80 million refugees roam the world today. We view all of them through a political lens, and the language used to label runaways reveals our biases and defines their treatment.
There are 5 million (good) refugees from Ukraine. (Bad) illegals flood America’s southern border. British officers are deporting (bothersome) displaced persons to Rwanda. 3 million (ignored) Venezuelans seek political asylum in Columbia. (Pathetic) African Blacks and Middle East Muslims drown and others are enslaved trekking from Africa and Syria. (Dismissed) Afghanis on the run are just dying.
My father was a German-Jewish (enemy alien) refugee. The Nazis freed him from Buchenwald around 1940. His mother bought him a visa to Panama. Hitler expected refugees to be a burden to destination countries. Dad traveled from Fulda to Hamburg, boarding a boat sailing to Panama. The ship refueled and resupplied in England. Dad jumped off.
The British interned him in a camp for enemy aliens, Jews and non-Jews, Orthodox and secular, working men and intellectuals. Interns had to convince Colonel May that they were not spies. From concentration camp to internment camp like a summer fling. We visited a cousin who spent her teen years in a concentration camp. My young son piped up, “I’m going to camp this summer.” We busted out laughing until my cousin wished he did not go to the same one she survived.
Now there is a book that tells the rest of the story. Internment in Britain in 1940: Life and Art Behind the Wire by Ines Newman with Charmain Brinson & Rachel Dickson (Vallentine Mitchell 2021) fills in the details about the missing time. They built the book around a diary kept by Newman’s grandfather, Wilhelm Hollitscher.
Holitscher’s story mirrors that of my father. Neither spoke much about life in Buchenwald or the British internment camps until the Hollitscher diary was found. Newman too “knew very little about our grandparents.”
The diary somehow found its way into London’s Weiner Library. It is a first-hand, invaluable account for understanding how a nation at war protected civilian refugees. I can hear my father’s voice and imagine life through Hollitscher’s words and pictures; the days and nights in a refugee camp.
Newman and co-authors wrote Internment after years of extensive research. The effort let Newman get to know her grandparents she missed growing up. The book is in the best traditions of social anthropology. Meade and Benedict might have praised it.
America closed its borders, refusing asylum to European Jews long before war broke out. The British were at war and yet gave refuge to German Jews, Aryans, and Italians. Foreign nationals, that is suspected enemy aliens, were under arrest until cleared of being spies. They held 25,000 men and 4,000 women at any one time.
The interns were “called to appear in front of Aliens’ Tribunals throughout Britain.” The Tribunals graded each person according to a perceived level of security risk. Many avoided arrest and internment. America arrested and moved 120,000 citizens of Japanese ancestry, whether US citizens. My friend Smitherton was one of them, but that is another story. The White Americans running the war did not have relocation camps for Whites of German ancestry.
Hollitscher describes British camps as livable. Others were vermin-ridden tents where “British soldiers—and even their officers—helped themselves in plain sight to the inmates’ possessions.” Conditions were tough in the country. Britain was at war. Supplies rationed. The country fell into a depression after Russia collaborated with the Nazis, and the Polish and French militaries collapsed.
The book offers significant background details, and the diary is descriptive. Overall, its tone reflects my father’s attitude toward the British. Some interned Jews believed conditions might be better if certain guards, officers, and officials were not antisemitic, but it was better for Jews in Britain than for Japanese in the deserts and mountains of America.
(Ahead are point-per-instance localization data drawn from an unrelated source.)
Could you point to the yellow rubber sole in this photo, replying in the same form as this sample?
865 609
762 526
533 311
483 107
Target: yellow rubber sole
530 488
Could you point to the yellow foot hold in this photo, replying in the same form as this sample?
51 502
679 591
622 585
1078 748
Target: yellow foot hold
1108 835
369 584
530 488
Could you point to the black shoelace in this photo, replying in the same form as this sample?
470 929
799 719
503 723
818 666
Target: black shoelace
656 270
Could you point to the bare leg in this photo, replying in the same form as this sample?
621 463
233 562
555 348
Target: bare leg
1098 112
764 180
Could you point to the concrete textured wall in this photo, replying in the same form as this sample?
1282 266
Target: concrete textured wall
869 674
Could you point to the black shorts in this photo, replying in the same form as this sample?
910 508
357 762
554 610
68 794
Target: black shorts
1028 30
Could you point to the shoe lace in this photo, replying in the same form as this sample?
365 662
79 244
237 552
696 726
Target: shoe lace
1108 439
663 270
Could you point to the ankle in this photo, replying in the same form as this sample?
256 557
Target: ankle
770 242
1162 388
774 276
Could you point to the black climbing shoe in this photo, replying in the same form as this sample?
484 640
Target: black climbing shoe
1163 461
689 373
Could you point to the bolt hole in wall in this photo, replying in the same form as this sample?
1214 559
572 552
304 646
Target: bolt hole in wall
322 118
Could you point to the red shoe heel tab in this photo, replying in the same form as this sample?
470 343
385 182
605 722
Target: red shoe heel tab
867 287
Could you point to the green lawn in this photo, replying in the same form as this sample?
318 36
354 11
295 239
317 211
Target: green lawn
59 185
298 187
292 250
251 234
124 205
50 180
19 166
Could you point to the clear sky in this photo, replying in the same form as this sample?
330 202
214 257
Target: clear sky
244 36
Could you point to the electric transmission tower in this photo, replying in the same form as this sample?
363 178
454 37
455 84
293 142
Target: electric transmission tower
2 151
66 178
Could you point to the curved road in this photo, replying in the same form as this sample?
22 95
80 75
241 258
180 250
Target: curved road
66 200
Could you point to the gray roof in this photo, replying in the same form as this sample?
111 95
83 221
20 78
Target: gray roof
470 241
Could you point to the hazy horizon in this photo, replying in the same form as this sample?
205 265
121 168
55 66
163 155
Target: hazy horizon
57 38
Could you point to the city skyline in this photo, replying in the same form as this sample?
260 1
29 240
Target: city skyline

The Hollitscher diary describes the daily privations, tedium, brooding, and “wrestling with their loss of identity.” But they were imaginative. When art supplies were in short supply, camp artists burnt twigs “to create sticks of charcoal; short beard hairs were plucked to use for brushes;” they made paints from brick dust or vegetable juice ground with linseed oil or olive oil from sardine cans.
In the diary’s Epilogue, there are ruminations by the Hollitscher about whether the wartime atmosphere resulted from government panic or the fault of the “military machine” responsible for refugees. Newman believes “Fascism reaches up into the highest circles…there exists an antisemitic alternative government, supported by members of the governing classes, which has its own views and is active and sabotages members of the government with a different view.”
This infection weaved its way through the Foreign Office and upper society. It manifested in the British official collaboration with the Arab world. The goal was to forefend a homeland for the Jews despite Prime Ministers Churchill’s wartime and post-war position that “My heart is full of sympathy for Zionism.” The book makes an important contribution to restructuring attitudes and services to refugees and fills in gaps in modern Jewish history.